Чапура, прищурясь, уселся на лавку у стены:

— Чего пришёл? — спросил враждебно и холодно.

— Погоди звереть, — неожиданно миролюбиво сказал Волчий Хвост, плотнее запахнув на груди плащ-коцу. — Разговор есть…

Двое кметей на забороле сперва не слышали ничего, видели только как воевода зашёл в клеть, в которой держали голову. Невольно переглянулись. Потом до них долетел полный злобы выкрик Чапуры:

— Тать! Проклинаю! Поди прочь!

Распахнулась дверь, Волчий Хвост выскочил из клети, как ошпаренный. Он обернулся, словно хотел что-то сказать, но дверь уже захлопнулась. Военег Горяич дико огляделся, заметил обоих кметей, и они мгновенно отскочили от края стены, — не попасть бы под горячую руку. Они уже не видели, как воевода, сгорбясь, задвинул на двери тяжёлый засов и медленно побрёл к крыльцу терема, подволакивая ноги. Куда и делась его знаменитая волчья стать?

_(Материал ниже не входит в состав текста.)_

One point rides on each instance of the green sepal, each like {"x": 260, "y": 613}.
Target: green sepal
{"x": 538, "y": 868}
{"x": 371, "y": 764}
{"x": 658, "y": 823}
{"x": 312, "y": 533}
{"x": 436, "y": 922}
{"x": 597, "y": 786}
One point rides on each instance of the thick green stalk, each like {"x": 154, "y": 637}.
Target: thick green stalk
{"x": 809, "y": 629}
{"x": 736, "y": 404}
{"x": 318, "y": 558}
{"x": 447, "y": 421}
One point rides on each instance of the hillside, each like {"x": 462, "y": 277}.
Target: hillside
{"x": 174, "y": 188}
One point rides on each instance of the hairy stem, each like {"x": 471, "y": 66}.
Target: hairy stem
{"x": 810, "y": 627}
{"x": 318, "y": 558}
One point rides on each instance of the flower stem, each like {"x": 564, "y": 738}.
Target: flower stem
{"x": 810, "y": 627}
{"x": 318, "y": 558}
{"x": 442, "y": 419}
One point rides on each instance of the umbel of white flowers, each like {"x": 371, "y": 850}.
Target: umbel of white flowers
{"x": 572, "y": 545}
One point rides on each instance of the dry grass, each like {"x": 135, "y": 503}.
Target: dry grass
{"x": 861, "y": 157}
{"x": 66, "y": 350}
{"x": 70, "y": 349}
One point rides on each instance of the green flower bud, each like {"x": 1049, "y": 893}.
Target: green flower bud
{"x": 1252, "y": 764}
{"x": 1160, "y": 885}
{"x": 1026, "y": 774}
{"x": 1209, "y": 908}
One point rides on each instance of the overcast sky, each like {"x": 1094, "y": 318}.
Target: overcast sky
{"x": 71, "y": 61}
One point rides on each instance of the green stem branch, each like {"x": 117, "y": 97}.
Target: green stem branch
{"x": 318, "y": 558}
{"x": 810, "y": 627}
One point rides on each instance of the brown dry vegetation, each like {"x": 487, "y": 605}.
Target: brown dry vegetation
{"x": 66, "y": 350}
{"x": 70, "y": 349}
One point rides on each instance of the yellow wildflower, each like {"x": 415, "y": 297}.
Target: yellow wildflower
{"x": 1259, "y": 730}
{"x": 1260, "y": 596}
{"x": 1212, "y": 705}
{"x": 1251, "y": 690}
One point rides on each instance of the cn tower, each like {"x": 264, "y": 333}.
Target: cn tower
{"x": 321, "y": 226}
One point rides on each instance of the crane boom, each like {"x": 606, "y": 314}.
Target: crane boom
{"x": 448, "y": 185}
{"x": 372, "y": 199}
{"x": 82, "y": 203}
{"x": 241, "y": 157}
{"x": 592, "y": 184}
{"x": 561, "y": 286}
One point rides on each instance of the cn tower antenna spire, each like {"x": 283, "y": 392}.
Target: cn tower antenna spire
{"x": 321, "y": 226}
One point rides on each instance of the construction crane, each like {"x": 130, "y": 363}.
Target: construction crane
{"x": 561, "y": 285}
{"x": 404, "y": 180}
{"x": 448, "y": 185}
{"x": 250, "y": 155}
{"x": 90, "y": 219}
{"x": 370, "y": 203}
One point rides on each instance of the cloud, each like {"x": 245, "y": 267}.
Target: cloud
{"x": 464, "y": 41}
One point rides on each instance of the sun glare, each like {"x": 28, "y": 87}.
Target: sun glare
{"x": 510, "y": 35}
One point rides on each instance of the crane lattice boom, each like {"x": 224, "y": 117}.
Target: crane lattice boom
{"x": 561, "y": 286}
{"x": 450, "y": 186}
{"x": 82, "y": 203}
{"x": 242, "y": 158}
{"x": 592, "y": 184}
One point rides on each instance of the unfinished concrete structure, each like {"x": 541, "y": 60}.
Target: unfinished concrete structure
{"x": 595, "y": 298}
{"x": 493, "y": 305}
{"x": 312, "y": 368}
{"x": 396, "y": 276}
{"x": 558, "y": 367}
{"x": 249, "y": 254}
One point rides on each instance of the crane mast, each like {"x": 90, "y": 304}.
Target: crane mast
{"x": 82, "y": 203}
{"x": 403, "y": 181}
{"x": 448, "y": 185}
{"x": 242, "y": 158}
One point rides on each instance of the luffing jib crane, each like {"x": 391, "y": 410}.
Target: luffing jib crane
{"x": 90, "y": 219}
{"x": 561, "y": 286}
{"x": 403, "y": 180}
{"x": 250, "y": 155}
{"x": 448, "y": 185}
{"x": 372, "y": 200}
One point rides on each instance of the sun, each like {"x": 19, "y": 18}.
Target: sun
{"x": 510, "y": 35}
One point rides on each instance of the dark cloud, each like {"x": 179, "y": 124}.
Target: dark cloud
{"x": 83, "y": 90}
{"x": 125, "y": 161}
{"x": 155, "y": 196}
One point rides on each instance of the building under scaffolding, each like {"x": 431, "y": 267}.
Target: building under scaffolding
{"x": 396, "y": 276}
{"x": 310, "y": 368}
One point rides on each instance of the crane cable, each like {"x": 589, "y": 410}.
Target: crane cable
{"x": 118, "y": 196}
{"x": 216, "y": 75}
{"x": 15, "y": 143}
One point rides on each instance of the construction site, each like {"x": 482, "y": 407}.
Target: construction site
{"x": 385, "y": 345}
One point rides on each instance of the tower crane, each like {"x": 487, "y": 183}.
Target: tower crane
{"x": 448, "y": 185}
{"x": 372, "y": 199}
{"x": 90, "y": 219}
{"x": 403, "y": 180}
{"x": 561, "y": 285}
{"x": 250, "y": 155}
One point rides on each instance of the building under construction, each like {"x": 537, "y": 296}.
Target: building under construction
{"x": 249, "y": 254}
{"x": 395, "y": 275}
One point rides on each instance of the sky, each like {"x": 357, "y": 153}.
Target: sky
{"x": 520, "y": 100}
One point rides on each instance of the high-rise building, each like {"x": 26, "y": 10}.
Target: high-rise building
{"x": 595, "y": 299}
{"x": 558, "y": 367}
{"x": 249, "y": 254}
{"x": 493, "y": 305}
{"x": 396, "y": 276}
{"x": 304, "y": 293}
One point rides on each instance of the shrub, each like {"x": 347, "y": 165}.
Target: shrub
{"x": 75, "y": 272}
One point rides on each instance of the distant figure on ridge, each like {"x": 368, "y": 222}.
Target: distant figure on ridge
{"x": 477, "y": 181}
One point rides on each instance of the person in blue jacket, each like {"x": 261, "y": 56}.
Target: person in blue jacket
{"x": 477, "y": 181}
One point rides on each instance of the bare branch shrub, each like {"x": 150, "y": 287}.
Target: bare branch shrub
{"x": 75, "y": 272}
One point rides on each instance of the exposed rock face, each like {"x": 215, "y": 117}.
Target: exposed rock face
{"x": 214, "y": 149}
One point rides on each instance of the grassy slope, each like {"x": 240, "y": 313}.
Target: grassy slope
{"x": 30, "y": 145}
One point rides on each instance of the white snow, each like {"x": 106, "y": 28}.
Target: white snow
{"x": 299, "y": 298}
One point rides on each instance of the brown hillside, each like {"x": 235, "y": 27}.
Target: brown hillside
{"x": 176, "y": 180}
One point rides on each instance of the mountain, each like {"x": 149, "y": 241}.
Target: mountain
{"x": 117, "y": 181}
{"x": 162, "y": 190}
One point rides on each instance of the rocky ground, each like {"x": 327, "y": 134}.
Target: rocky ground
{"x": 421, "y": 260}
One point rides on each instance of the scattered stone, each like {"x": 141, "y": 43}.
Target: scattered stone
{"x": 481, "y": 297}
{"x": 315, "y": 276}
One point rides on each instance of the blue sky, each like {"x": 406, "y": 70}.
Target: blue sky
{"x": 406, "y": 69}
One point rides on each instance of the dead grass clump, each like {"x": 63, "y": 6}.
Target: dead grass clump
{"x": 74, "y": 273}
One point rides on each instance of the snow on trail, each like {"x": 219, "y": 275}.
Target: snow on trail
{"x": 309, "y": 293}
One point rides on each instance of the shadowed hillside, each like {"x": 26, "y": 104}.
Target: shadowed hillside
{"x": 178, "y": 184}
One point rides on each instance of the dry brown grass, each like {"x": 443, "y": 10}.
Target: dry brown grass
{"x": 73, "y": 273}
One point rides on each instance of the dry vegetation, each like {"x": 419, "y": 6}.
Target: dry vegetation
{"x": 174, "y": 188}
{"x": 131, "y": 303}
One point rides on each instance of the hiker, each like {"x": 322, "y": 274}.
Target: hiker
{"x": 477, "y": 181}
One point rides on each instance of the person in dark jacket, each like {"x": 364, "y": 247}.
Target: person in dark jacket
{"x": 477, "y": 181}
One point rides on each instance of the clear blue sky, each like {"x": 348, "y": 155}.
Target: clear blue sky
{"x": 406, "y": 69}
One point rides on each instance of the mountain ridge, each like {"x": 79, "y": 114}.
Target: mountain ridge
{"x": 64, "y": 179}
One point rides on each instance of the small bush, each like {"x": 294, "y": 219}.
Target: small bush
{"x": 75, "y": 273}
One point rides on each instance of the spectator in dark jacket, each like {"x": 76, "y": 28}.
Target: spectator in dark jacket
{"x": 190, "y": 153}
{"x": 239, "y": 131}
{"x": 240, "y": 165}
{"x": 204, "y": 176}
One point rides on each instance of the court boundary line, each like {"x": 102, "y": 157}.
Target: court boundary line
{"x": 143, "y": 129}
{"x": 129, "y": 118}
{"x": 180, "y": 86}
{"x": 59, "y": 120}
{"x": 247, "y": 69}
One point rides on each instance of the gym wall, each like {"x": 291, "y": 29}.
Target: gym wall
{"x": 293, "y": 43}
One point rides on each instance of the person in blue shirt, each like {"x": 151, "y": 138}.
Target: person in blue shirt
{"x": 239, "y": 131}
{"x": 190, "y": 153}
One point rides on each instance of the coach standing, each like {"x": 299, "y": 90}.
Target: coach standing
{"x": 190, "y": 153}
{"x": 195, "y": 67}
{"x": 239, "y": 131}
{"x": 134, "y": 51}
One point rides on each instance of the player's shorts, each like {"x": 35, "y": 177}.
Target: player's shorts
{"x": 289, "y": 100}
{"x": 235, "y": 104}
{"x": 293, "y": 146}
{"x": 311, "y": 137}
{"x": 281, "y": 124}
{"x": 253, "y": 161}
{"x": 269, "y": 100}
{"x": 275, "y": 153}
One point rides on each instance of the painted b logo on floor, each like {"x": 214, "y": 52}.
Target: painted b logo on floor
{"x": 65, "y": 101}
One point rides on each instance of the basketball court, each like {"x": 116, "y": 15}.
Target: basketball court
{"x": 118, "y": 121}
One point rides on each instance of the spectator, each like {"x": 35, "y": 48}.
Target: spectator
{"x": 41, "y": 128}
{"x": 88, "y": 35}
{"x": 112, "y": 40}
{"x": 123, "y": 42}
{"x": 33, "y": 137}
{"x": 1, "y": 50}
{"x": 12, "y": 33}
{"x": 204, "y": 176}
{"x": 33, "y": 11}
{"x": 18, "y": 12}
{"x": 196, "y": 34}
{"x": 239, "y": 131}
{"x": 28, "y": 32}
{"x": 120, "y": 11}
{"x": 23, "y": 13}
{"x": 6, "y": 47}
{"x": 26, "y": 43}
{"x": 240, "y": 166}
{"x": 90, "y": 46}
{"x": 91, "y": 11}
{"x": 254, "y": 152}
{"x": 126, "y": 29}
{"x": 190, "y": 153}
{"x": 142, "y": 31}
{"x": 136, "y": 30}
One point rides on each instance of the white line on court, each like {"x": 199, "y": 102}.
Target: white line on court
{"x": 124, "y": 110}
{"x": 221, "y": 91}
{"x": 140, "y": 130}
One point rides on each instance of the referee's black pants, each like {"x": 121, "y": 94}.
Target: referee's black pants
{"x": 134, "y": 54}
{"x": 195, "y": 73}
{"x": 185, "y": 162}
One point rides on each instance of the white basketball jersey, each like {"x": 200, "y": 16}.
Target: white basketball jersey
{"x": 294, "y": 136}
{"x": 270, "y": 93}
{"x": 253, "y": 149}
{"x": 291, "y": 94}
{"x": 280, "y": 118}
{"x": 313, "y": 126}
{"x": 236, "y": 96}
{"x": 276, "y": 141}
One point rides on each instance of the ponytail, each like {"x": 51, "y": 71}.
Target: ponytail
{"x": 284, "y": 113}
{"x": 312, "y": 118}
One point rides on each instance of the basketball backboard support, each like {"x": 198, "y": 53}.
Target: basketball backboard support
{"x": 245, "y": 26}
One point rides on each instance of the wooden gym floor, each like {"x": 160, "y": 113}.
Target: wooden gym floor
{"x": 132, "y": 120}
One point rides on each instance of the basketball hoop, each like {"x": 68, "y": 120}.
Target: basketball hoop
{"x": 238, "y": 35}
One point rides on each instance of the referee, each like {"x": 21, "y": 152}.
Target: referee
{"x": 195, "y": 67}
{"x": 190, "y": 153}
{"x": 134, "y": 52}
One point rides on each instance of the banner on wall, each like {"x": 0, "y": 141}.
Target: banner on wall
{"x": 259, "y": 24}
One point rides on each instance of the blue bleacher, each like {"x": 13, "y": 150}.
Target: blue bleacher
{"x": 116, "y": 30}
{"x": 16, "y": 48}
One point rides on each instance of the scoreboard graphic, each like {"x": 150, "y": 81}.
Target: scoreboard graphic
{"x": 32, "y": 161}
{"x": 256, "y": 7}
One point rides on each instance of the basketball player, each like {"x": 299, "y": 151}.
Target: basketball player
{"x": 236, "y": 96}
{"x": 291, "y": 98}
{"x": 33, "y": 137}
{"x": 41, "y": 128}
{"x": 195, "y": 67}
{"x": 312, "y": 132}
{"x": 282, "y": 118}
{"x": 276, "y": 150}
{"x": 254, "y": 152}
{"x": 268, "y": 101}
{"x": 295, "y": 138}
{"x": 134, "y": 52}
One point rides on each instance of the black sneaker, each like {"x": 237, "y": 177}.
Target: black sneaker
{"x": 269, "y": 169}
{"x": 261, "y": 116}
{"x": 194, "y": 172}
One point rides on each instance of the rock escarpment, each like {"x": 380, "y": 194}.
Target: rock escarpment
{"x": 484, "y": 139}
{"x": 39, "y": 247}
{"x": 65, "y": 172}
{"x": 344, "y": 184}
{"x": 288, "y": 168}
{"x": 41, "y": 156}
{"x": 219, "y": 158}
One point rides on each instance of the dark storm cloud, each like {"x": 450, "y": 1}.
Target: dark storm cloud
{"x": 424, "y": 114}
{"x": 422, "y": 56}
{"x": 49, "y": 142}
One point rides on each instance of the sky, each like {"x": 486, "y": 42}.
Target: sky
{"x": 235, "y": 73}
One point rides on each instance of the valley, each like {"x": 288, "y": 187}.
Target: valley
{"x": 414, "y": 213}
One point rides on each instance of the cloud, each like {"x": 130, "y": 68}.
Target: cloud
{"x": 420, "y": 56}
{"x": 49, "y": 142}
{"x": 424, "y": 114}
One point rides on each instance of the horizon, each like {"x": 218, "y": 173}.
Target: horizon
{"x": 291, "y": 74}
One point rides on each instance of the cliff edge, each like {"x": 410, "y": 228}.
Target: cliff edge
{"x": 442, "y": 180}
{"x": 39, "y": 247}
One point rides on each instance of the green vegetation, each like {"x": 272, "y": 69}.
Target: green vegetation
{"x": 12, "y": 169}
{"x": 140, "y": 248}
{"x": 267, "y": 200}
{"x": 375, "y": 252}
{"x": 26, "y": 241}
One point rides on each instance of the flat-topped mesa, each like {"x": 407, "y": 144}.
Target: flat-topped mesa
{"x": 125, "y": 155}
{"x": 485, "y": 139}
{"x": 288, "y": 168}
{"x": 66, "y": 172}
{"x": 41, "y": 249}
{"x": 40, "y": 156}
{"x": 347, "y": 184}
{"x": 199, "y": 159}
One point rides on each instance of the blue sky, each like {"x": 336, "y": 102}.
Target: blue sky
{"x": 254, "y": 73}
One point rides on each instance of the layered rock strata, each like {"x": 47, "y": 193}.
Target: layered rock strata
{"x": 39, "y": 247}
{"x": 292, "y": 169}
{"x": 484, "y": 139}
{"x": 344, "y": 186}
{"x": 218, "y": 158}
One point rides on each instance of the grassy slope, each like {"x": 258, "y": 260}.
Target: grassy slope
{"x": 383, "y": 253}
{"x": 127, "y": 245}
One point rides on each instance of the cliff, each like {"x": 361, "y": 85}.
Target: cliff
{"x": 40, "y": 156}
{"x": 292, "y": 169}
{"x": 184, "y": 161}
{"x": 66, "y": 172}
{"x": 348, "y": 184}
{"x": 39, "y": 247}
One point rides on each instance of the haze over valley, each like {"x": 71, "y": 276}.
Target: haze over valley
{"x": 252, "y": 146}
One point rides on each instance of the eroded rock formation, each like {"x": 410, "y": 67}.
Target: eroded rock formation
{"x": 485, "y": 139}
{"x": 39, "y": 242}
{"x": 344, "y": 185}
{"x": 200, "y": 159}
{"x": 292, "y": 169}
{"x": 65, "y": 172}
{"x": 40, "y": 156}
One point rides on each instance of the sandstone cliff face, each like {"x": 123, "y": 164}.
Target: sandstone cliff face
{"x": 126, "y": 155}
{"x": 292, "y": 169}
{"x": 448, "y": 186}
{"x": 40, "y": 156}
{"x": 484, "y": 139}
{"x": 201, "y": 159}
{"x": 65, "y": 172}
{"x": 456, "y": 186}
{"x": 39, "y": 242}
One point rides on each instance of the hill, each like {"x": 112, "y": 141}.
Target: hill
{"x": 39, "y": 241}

А над сползающим с града туманом и радостно-горластой перекличкой петухов на высокую жердь судорожными рывками вползал чёрный прапор.

Жар, поутру выйдя полунагим во двор, случайно глянул в сторону крепости и остоялся. Замер, не отрывая глаз.

Над головной вежой, вздетой над валами сажен на пять, там, где ещё вчера трепетал багряный стяг Владимира с белым падающим соколом, ныне реяло чёрное полотнище с серебряной каймой по краю.

Жар оцепенел. Вестимо, после того, что вчера случилось, можно было ожидать всякого, но чтобы вот так…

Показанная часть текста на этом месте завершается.